The music of Pachelbel was still playing when the door of the room
opened. There, silhouetted in the light from the hall, was my eighteen year old
daughter Tracy, one reason why I was still there after all those years. She had
just come home.
"Dad?" She called softly in case I was asleep.
"I'm here Trace."
"Is something wrong? Mom's sitting in the living room, just staring at
nothing. She won't even talk to me."
"Come here," I said, turning down the music.
For the next hour, I tried to explain some of it to her.
* * *
After Tracy was gone, I lay awake for a long time. She had taken it bravely,
like the little soldier she'd always been. I'd watched her wrestling with it,
tortured by the love she felt for her mother and I, and the pain of knowing
that the happy family we'd once been was breaking up. I saw her groping for
some kind of solution and, as hopeless as that was, it made me love her even
more. I wondered how Rob, still away at university, was going to take it. I
hoped Janet would tell him, that I wouldn't have to do it.
Whatever was going to happen now, there was no going back. I needed
the job at TNM more than ever.
Towards dawn I had another dream of Vietnam.
Tracy was with me, except that she was about nine years old, the age she
always was when she traveled with me in dreams. We were sitting on the
bench seat of a Huey transport, flying up the river valley west of Song Cau.
The engine of the helicopter, behind the wall at our backs, and the rotor
blades overhead, hammered so loudly that we had to shout to one another
when we had something to say.
There was a pilot in front of us, but I never saw his face.
To see better, Tracy got up and went around to the open compartment
on the side of the ship, the place where a door gunner would have been during
the war. I joined her and we looked outside together.
There was nothing to see but a landscape of death.
The steep forested hills that came down to the river weren't green
anymore. The forests that had absorbed our napalm and explosives and grown
back again and again, were now so bombed and burnt that, mile after mile,
there was nothing but charred fallen trees and scorched earth.
Below us, now devoid of water, the dry cracked bed of the river slid
slowly by.
Following the shoreline with my memory, I thought I saw the place
where Jimmy Giardello was killed, and, if I was right about that, just beyond a
bend that was coming up was the place where I shot the girl.
That I didn't want to see, so I looked away to the hills on the horizon.
Even they looked black and empty. Beside me, her hair blowing in the wind,
Tracy pointed to things and shouted, but all I could see was the dead land.
The helicopter turned away from the river, passed through a gap in the
hills, then came down in the middle of a small plateau. The rotors overhead
were still turning slowly when Tracy jumped out and ran around the front of
the machine. Remembering that this had once been dangerous country, I got
out and followed her.
Down on the ground it looked even worse.

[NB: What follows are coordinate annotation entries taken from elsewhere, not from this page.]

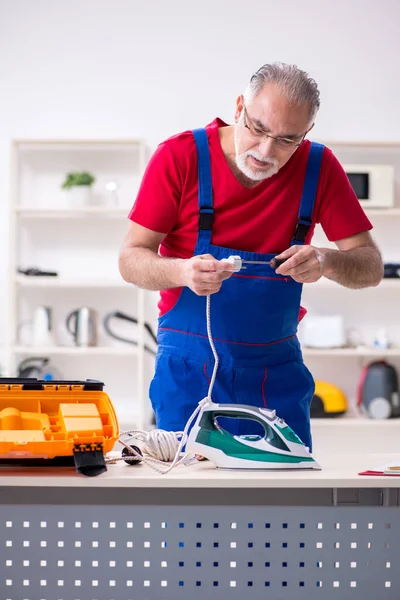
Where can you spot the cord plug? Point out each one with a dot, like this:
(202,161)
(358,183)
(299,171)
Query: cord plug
(236,261)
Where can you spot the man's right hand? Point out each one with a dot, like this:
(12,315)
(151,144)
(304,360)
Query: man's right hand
(204,274)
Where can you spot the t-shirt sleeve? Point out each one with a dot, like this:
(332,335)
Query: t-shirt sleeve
(157,202)
(340,213)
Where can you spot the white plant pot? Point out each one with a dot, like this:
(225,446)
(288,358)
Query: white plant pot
(78,196)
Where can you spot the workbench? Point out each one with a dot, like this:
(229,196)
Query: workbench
(198,532)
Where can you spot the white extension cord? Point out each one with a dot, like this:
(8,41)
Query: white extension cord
(166,446)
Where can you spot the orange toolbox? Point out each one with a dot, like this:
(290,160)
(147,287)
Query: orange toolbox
(56,422)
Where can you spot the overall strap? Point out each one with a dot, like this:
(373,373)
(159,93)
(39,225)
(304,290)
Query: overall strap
(304,218)
(206,209)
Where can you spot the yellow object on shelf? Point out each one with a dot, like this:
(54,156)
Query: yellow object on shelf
(328,400)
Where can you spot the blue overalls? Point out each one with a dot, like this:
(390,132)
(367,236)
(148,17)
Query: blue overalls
(254,319)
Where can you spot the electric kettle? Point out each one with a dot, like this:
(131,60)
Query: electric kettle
(82,325)
(122,316)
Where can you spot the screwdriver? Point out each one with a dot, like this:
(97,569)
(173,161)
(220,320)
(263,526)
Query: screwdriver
(238,262)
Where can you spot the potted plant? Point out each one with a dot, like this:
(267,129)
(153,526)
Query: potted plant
(78,186)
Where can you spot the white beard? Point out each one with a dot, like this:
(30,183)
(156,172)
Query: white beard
(255,175)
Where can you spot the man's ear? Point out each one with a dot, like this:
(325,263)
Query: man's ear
(239,107)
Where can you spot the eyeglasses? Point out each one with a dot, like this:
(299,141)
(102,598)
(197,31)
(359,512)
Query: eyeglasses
(259,134)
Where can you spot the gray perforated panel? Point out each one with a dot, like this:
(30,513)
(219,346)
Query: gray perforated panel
(167,553)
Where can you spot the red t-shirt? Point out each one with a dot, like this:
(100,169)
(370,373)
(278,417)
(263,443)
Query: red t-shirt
(259,219)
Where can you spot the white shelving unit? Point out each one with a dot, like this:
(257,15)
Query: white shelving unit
(363,310)
(80,243)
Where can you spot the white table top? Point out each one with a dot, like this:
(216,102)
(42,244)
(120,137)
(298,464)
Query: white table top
(340,471)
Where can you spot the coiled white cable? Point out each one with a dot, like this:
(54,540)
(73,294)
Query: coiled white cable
(166,446)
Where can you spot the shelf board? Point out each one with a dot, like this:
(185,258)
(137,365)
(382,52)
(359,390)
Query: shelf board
(341,352)
(383,212)
(60,282)
(70,213)
(76,351)
(328,283)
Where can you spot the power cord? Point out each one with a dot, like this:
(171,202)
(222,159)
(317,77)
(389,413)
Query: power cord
(165,446)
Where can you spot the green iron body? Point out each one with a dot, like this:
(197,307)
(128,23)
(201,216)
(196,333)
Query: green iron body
(279,447)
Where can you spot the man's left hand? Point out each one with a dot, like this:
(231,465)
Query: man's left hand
(304,264)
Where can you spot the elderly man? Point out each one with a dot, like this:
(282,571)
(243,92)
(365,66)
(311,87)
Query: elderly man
(254,189)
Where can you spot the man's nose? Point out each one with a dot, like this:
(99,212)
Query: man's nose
(267,148)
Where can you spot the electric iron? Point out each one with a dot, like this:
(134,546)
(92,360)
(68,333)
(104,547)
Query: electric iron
(279,448)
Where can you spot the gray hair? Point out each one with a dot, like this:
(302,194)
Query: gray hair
(298,87)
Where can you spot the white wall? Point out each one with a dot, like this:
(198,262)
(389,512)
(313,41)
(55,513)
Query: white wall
(124,68)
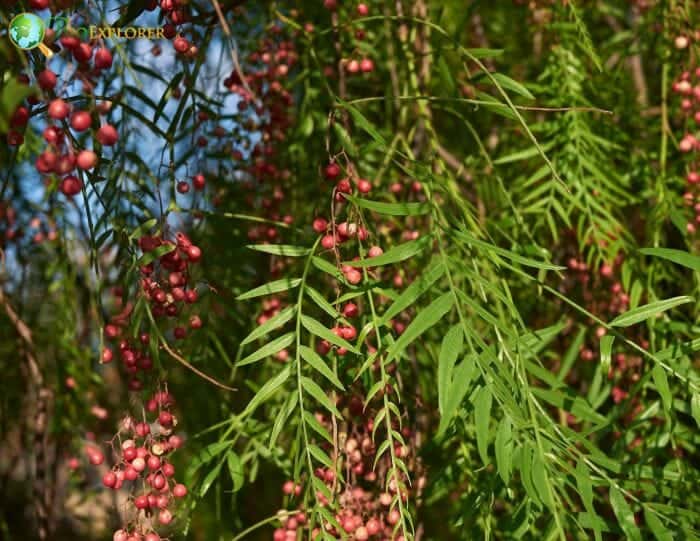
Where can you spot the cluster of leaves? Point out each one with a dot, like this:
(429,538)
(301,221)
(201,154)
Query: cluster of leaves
(529,320)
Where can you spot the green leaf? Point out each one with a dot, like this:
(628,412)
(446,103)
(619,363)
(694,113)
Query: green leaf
(321,456)
(485,53)
(516,258)
(542,483)
(209,479)
(321,302)
(13,93)
(318,364)
(281,418)
(317,329)
(276,286)
(311,387)
(450,349)
(345,140)
(411,294)
(235,469)
(624,514)
(284,250)
(511,84)
(646,311)
(695,407)
(606,352)
(143,228)
(398,253)
(268,349)
(271,324)
(656,526)
(310,419)
(391,209)
(661,381)
(425,319)
(151,256)
(267,390)
(676,256)
(482,416)
(362,123)
(504,449)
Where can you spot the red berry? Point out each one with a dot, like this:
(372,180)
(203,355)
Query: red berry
(70,186)
(80,120)
(165,418)
(320,225)
(181,44)
(364,186)
(195,322)
(165,517)
(107,135)
(82,52)
(194,253)
(332,171)
(86,159)
(366,65)
(69,42)
(328,242)
(198,182)
(96,457)
(103,59)
(20,117)
(109,479)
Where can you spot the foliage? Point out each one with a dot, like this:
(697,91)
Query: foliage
(400,270)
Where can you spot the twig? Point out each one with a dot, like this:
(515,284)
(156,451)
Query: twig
(179,358)
(42,493)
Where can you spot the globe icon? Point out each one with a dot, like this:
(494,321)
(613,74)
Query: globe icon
(27,30)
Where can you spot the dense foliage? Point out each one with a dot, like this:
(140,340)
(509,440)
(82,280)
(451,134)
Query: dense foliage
(397,270)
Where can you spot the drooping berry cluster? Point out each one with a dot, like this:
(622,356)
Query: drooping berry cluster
(142,451)
(168,286)
(364,506)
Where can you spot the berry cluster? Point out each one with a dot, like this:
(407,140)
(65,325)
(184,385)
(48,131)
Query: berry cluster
(142,459)
(167,285)
(365,507)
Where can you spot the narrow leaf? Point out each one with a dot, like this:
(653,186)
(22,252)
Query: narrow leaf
(311,387)
(676,256)
(268,349)
(646,311)
(482,415)
(318,364)
(267,390)
(394,255)
(450,349)
(317,329)
(280,249)
(391,209)
(271,287)
(270,325)
(624,514)
(423,321)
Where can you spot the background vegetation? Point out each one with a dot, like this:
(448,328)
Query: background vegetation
(408,270)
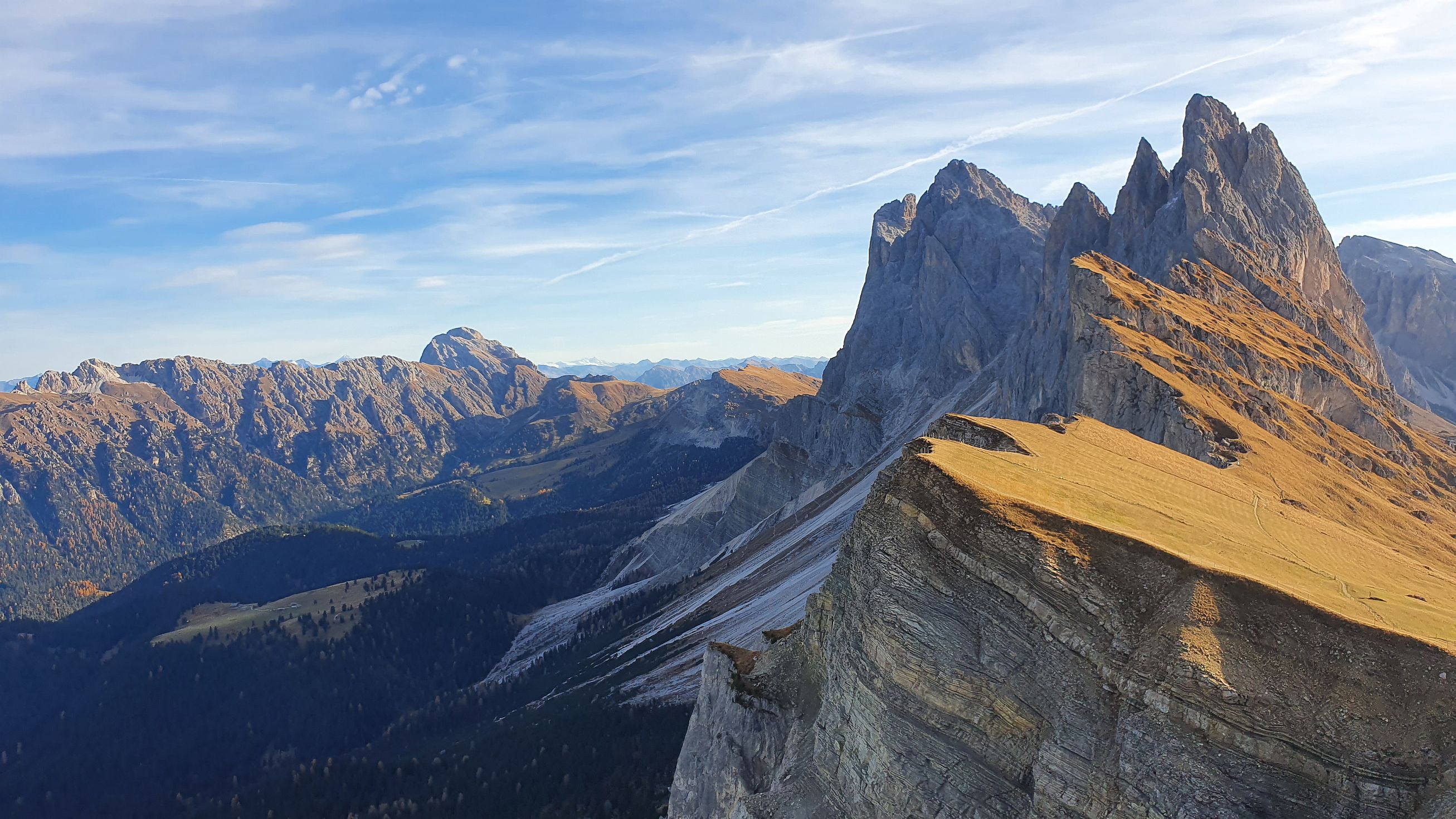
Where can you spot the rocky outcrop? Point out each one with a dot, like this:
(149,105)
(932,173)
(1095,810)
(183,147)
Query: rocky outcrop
(111,469)
(509,379)
(1410,299)
(949,277)
(1018,635)
(1074,620)
(1231,226)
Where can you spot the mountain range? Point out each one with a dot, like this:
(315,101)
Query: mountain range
(108,470)
(676,372)
(1132,511)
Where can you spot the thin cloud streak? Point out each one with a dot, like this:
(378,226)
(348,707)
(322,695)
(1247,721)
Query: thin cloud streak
(1400,185)
(987,136)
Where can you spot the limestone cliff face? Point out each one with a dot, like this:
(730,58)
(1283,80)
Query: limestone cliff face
(953,277)
(985,651)
(949,277)
(1089,618)
(1231,226)
(1410,299)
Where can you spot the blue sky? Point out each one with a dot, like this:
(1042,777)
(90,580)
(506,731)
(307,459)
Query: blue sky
(308,179)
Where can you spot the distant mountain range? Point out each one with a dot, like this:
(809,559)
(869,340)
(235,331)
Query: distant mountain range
(110,469)
(664,373)
(1133,511)
(676,372)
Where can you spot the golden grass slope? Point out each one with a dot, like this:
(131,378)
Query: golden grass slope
(771,383)
(1395,572)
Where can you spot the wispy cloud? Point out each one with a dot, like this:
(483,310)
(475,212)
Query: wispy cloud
(689,150)
(1398,185)
(985,136)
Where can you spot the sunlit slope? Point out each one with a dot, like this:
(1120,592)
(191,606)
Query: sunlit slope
(1094,477)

The blackened trunks of trees
lay crisscrossed and broken in their own ashes, like the bones of dead giants
on some infernal battlefield. Wisps of smoke were still rising from them.
But Tracy was calling to me.
Coming around the front of the helicopter, I spotted her about a hundred
meters away, squatting in front of a low green bush, the only living thing to be
seen. As I approached it, I thought I heard the sound of running water.
"Look Dad! Look!" Tracy called again, pointing inside the bush.
I got down on my knees and peered in through the branches. There, in a
kind of luminous room made golden green by the sunlight entering through the
leaves, I saw many small yellow birds, and they were all singing.